The European New Car Assessment Programme (Euro NCAP) intends to clarify car safety for both consumers and manufacturers. Since 1997, this has implied that most common new car models undergo several tests, the results of which are expressed in a rating of 0 to 5 stars: the more stars, the safer the car. Cars that merely meet the approval requirements (see the question What requirements do cars and their drivers have to meet?) do not receive any stars. The test results are available to anyone; this may encourage manufacturers to produce safer cars.
The Euro NCAP assessment system distinguishes between car classes, such as large or small family cars, and superminis. Cars are compared within classes. Since 2009, the assessment system has been subdivided into four categories: adult occupants, child occupants, vulnerable road users and safety assist. Each category contains different assessment criteria (see Table 5). They are regularly adjusted to the latest insights and regulations. Electronic stability control is, for example, no longer tested for, because this has been mandatory for new cars since 2014, and in 2020 rescuing and freeing have been added.

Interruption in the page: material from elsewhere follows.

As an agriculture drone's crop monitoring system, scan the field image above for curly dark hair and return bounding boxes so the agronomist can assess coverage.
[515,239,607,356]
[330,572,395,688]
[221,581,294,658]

Several studies have found correlations between Euro NCAP ratings (0 to 5 stars) and injury risk for car occupants. The analysis of car-car crashes showed that there were fewer fatal or severe injuries for cars with multiple stars than for cars with only few stars   . In addition, analyses of car-pedestrian crashes showed a correlation between the Euro NCAP pedestrian ratings (which nowadays extend to consequences for vulnerable road users) and pedestrian injury risk. Here again, cars with higher ratings perform better  .
The net safety effect of Euro NCAP is, however, hard to quantify. This is because there are hardly any data about the distribution of Euro NCAP ratings across the European or Dutch car fleet. Although an ever larger part of tested cars get high ratings, in 2013 the share of new cars with 5 star ratings only amounted to 2.5% of the European car fleet and 3% of the Dutch car fleet . Moreover, in the last few decades all cars have become safer and ratings of cars of different classes cannot be compared.